No es de extrañar, queridos hermanos, que la oración que nos enseñó
Dios con su magisterio resuma todas nuestras peticiones en tan breves y
saludables palabras. Esto ya había sido predicho anticipadamente por el profeta
Isaías, cuando, lleno de Espíritu Santo, habló de la piedad y la majestad de
Dios, diciendo: Palabra que acaba y abrevia en justicia, porque Dios
abreviará su palabra en todo el orbe de la tierra. En efecto, cuando vino
aquel que es la Palabra de Dios en persona, nuestro Señor Jesucristo, para
reunir a todos, sabios e ignorantes, y para enseñar a todos, sin distinción de
sexo o edad, el camino de salvación, quiso resumir en un sublime compendio
todas sus enseñanzas, para no sobrecargar la memoria de los que aprendían su
doctrina celestial y para que aprendiesen con facilidad lo elemental de la fe
cristiana.
Y así, al enseñar en qué consiste la vida eterna, nos resumió el
misterio de esta vida en estas palabras tan breves y llenas de divina
grandiosidad: Ésta es la vida eterna: que te conozcan a ti, único Dios
verdadero, y a tu enviado, Jesucristo. Asimismo, al discernir los primeros
y más importantes mandamientos de la ley y los profetas, dice: Escucha,
Israel; el Señor, Dios nuestro, es el único Señor; y: Amarás al Señor, tu Dios,
con todo tu corazón, con toda tu alma, con todo tu ser. Éste es el primero. El
segundo es semejante a él: Amarás a tu prójimo como a ti mismo. Estos dos
mandamientos sostienen la ley entera y los profetas.
Y también: Tratad a los demás como queréis que ellos os traten; en
esto consiste la ley y los profetas.
Además, Dios nos enseñó a orar no sólo con palabras, sino también con
hechos, ya que él oraba con frecuencia, mostrando, con el testimonio de su
ejemplo, cuál ha de ser nuestra conducta en este aspecto; leemos, en
efecto: Jesús solía retirarse a despoblado para orar;
y también: Subió a la montaña a orar, y pasó la noche orando a Dios.
El Señor, cuando oraba, no pedía por sí mismo – ¿qué podía pedir por sí
mismo, si él era inocente?–, sino por nuestros pecados, como lo declara con
aquellas palabras que dirige a Pedro: Satanás os ha reclamado para
cribaros como trigo. Pero yo he pedido por ti; para que tu fe no se apague.

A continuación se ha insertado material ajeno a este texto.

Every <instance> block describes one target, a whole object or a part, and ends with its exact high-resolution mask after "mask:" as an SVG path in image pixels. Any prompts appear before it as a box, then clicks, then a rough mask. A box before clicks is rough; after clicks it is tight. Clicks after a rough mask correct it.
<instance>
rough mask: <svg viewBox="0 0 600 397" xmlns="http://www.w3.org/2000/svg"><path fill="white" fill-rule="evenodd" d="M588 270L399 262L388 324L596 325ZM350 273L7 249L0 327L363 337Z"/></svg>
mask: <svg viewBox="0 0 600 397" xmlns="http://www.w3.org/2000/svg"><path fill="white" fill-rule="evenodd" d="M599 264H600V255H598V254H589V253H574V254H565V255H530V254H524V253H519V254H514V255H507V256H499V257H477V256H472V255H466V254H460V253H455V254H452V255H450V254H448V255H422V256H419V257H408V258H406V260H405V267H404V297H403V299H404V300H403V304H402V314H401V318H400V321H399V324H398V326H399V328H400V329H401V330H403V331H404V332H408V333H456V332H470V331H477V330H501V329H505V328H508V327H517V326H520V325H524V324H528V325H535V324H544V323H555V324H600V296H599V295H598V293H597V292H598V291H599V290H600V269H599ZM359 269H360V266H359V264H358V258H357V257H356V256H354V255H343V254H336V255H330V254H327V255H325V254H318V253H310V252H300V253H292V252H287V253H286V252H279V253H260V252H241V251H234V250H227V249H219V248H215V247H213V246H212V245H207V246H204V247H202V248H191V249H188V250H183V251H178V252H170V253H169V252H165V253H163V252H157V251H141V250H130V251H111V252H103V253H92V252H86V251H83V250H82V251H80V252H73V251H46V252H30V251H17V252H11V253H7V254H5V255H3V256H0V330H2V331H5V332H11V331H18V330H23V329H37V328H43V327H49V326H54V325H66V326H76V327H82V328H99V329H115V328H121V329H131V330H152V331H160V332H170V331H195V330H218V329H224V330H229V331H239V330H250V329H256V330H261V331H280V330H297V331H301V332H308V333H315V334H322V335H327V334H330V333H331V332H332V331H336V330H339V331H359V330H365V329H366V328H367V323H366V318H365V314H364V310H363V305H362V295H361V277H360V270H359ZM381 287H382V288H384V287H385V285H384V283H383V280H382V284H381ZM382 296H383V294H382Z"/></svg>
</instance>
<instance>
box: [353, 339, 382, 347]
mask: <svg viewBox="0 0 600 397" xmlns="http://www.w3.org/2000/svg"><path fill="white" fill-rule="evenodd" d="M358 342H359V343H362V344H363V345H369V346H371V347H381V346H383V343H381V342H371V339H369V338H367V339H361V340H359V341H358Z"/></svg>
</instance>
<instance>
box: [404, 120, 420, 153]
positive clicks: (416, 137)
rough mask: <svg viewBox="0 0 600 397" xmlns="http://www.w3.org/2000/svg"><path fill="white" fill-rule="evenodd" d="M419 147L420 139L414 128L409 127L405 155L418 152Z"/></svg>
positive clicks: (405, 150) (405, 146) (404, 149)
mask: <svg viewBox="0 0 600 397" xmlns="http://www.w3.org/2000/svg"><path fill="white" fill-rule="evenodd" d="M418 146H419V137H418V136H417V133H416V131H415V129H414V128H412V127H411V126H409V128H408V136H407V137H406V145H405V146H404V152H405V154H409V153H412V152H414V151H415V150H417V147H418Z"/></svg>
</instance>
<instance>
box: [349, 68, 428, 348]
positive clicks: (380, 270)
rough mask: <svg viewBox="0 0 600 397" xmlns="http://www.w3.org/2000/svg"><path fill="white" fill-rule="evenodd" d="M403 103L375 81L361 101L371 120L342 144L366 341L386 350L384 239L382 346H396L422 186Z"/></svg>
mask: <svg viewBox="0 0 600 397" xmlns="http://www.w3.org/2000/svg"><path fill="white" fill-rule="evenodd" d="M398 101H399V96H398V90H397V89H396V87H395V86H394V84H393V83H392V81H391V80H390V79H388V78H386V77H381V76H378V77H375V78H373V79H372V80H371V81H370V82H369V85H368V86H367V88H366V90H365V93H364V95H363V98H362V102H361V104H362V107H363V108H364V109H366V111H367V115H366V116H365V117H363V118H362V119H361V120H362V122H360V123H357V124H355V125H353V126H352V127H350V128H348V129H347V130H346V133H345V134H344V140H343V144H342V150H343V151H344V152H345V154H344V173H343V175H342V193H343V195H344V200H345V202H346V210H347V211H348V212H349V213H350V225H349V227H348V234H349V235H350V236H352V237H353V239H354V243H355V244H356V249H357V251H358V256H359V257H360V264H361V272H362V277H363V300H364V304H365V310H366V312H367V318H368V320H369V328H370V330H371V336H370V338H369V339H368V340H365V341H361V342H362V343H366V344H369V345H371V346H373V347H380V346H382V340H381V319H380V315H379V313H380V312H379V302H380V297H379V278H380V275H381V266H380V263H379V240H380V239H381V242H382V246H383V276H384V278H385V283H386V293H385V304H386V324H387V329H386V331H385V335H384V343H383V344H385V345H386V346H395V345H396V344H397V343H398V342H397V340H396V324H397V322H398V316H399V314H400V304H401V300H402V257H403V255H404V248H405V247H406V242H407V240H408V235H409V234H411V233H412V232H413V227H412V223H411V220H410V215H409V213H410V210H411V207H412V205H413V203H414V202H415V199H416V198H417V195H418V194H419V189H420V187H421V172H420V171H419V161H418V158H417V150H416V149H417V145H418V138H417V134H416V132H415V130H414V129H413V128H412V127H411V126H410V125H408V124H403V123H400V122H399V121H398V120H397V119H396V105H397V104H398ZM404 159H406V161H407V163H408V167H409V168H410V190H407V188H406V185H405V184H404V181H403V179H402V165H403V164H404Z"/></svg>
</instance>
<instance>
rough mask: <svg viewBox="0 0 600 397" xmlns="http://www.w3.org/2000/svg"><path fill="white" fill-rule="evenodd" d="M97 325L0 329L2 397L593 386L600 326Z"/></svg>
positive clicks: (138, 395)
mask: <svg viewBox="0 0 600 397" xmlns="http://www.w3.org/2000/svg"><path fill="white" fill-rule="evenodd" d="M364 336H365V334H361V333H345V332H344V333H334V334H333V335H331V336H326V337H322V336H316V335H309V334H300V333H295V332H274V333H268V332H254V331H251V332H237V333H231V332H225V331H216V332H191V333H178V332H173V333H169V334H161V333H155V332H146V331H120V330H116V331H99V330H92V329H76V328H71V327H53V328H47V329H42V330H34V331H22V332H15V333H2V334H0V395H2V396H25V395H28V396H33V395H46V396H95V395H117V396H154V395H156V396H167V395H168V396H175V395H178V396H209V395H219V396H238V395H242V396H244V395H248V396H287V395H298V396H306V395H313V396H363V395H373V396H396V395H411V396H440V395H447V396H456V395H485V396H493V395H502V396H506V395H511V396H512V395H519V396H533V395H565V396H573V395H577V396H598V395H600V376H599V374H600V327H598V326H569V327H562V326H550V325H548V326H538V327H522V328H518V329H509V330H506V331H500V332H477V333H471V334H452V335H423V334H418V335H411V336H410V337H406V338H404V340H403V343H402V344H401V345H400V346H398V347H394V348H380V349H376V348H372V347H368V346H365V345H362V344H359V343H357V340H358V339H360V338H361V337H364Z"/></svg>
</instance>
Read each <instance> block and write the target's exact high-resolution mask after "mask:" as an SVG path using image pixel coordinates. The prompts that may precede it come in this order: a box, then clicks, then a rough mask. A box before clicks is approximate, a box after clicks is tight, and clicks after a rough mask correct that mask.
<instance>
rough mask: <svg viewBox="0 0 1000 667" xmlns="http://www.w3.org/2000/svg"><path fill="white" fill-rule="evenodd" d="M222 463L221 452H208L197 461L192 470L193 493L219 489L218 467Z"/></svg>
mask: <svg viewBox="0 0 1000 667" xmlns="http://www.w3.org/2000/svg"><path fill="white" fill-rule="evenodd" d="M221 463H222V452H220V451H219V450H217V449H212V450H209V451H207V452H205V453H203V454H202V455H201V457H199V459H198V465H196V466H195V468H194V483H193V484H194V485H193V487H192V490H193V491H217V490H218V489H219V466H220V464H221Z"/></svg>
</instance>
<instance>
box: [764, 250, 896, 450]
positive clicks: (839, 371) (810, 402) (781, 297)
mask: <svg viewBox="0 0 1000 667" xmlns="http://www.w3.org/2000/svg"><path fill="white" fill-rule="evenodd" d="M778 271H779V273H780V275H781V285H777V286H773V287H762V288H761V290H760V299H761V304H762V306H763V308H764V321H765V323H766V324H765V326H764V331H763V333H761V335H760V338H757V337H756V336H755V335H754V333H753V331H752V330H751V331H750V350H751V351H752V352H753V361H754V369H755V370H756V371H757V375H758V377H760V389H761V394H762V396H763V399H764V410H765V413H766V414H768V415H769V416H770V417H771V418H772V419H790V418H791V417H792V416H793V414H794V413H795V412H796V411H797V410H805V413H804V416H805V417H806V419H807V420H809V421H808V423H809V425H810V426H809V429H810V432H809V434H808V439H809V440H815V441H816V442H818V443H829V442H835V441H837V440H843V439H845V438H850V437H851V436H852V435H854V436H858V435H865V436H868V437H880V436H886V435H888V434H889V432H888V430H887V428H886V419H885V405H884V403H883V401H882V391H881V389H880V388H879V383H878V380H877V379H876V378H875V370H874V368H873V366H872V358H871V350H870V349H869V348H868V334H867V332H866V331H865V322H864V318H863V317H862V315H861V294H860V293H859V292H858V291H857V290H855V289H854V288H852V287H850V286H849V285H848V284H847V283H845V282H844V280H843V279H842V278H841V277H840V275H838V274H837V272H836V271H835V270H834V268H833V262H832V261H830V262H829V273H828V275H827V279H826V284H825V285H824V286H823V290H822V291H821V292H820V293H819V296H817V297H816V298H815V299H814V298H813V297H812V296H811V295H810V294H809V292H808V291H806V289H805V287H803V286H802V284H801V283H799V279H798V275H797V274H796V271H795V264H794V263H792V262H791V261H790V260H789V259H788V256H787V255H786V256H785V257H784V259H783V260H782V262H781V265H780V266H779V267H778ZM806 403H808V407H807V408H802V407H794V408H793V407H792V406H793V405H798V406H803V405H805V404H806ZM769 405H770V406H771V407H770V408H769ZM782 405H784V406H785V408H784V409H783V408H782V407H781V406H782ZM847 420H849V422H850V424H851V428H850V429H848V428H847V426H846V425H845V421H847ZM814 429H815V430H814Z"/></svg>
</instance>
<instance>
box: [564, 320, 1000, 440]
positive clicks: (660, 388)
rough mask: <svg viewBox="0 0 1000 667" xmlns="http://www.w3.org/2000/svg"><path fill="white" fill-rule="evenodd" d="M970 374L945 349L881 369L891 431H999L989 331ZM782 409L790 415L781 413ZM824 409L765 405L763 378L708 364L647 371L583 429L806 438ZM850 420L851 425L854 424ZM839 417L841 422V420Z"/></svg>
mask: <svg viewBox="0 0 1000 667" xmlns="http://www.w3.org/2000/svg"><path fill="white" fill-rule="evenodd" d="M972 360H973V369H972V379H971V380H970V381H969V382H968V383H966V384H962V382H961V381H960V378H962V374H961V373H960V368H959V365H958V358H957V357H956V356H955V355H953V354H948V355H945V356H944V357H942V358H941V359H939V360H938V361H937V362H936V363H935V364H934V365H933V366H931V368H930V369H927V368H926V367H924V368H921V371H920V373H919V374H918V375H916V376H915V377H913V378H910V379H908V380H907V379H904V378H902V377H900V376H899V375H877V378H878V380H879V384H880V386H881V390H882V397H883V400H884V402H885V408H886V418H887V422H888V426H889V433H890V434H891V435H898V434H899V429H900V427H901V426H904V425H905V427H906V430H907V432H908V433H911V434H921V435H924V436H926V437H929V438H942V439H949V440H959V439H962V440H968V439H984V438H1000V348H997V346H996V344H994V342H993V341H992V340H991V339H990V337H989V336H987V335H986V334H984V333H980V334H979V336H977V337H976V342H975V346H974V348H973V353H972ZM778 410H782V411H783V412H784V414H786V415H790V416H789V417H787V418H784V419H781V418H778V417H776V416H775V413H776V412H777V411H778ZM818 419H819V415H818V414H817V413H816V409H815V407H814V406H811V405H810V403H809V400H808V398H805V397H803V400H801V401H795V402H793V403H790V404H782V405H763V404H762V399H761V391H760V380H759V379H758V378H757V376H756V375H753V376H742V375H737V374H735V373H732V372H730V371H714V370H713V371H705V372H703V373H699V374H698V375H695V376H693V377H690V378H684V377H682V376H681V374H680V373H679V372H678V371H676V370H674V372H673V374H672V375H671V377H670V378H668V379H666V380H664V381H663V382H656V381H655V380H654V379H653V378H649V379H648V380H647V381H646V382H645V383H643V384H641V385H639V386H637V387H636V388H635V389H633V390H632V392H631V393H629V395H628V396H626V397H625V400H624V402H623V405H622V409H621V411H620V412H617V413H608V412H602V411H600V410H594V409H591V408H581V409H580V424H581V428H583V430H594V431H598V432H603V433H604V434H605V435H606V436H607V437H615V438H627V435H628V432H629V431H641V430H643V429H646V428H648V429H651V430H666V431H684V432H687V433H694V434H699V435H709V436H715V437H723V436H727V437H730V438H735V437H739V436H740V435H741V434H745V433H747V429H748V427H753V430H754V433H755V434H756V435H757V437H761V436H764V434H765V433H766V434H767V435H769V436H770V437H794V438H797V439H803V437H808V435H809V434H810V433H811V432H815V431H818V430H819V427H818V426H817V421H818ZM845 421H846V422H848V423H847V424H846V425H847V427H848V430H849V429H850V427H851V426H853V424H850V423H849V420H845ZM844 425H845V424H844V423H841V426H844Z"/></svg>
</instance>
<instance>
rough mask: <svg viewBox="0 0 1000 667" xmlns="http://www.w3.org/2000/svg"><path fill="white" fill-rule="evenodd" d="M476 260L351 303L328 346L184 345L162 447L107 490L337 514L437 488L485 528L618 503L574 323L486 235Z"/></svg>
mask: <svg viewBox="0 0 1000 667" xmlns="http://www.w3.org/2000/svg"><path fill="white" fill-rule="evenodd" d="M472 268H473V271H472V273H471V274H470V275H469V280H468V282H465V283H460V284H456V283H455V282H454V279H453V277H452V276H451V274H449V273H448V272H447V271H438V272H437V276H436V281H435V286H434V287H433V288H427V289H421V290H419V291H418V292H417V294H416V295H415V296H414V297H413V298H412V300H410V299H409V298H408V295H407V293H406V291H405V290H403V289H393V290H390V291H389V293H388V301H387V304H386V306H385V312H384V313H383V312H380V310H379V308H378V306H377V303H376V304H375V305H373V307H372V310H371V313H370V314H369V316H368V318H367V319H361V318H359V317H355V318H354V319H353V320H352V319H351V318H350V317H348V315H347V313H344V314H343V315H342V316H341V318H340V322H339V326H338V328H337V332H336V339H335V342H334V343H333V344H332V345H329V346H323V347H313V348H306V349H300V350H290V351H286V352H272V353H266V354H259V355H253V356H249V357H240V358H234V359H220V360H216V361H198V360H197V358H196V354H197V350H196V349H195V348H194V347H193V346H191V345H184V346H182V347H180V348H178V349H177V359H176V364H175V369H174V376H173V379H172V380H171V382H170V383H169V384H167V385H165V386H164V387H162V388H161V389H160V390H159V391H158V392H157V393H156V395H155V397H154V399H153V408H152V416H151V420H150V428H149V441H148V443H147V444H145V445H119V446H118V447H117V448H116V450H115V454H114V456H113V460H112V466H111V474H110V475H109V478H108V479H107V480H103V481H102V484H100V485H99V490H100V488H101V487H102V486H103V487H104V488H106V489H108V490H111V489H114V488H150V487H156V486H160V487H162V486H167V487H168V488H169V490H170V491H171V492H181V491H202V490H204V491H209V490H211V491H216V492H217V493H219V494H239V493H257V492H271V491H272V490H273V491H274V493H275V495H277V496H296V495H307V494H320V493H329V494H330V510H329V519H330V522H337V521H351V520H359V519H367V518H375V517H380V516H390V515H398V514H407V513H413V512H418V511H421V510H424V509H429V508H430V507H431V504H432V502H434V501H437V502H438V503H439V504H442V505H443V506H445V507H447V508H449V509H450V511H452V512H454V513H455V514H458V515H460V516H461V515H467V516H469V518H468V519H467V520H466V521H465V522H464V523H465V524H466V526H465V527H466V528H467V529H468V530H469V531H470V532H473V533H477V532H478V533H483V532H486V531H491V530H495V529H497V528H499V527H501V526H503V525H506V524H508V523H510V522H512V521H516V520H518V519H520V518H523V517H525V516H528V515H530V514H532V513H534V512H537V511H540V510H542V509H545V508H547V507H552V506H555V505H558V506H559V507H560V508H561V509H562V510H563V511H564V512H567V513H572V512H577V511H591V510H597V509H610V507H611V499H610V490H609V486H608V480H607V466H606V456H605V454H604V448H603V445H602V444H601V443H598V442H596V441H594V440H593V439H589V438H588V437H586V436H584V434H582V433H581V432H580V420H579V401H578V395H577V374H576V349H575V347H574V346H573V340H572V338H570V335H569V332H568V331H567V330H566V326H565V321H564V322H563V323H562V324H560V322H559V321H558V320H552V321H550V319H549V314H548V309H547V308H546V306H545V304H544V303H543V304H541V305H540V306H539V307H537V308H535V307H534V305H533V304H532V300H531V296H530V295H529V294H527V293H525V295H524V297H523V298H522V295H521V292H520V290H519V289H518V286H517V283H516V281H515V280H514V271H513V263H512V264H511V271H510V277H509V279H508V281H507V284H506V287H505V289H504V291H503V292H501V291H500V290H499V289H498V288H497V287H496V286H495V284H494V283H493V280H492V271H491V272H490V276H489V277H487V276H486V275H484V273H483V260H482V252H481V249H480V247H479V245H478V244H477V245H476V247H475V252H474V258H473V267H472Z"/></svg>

Y luego ruega al Padre por todos, diciendo: No sólo por ellos ruego,
sino también por los que crean en mi por la palabra de ellos, para que todos
sean uno, como tú, Padre, en mí y yo en ti, que ellos también lo sean en
nosotros.
Gran benignidad y bondad la de Dios para nuestra salvación: no contento
con redimirnos con su sangre, ruega también por nosotros. Pero atendamos cuál
es el deseo de Cristo, expresado en su oración: que así como el Padre y el Hijo
son una misma cosa, así también nosotros imitemos esta unidad.